The organic semiconducting polymer dots (Pdot) or nanoparticles exhibited a promising efficiency as photocatalyst for hydrogen production. This study reported a new Pdot-based photocatalyst constructed in the form of Donor-Acceptor-Metal cocatalyst (D-A-Mcat). These D-A-Mcat Pdots systems consisting of fluorene (F) as the donor, thienyl-benzo-dithiophene-dione (TBDD) as the acceptor and [Ir (TPy)2 (acac)] as the metal complex, and their structural, thermal, electrochemical and photophysical properties were systematically demonstrated for the first time.
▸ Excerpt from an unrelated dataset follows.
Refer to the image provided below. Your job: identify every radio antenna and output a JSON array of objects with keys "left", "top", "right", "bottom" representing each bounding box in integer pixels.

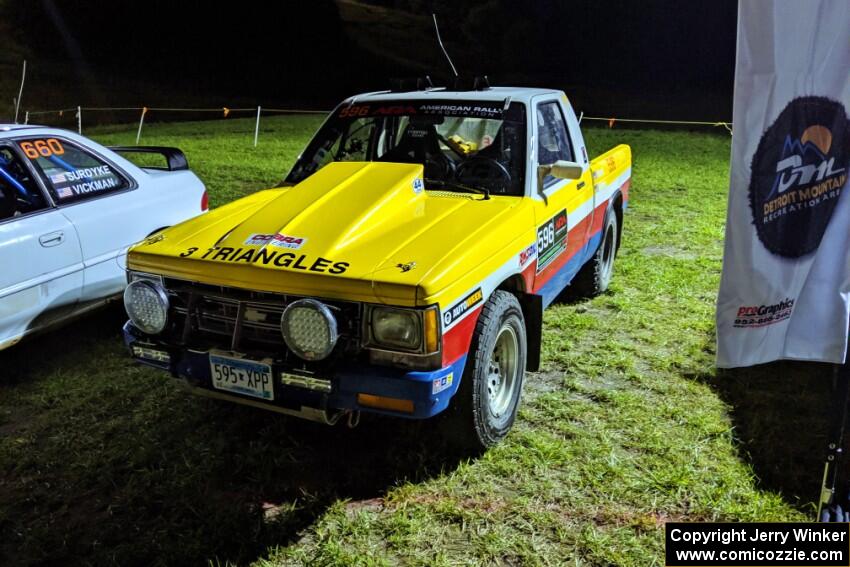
[{"left": 432, "top": 14, "right": 458, "bottom": 78}]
Introducing the cyclometalated iridium (III) complex comonomer into the polymer chain resulting in PFTBDD-IrTPy Pdots showed enhancement of the hydrogen evolution rates, which is over 20-times higher than those of pure polymer (PFTBDD Pdots) under otherwise identical conditions. In addition, the optical and electrical measurements indicated that the cyclometalated iridium (III) part have an important function for inhibiting the charge recombination of the PFTBDD-IrTPy Pdots during the photocatalytic reaction. The result strongly implies that inserted catalytic amount of Ir(III)-complex into the D-A polymers is beneficial for the enhancement of photocatalytic hydrogen evolution, which can inspire further optimization and greater molecular design strategies at a low-cost are highly desirable for the development of high-performance in photocatalysis.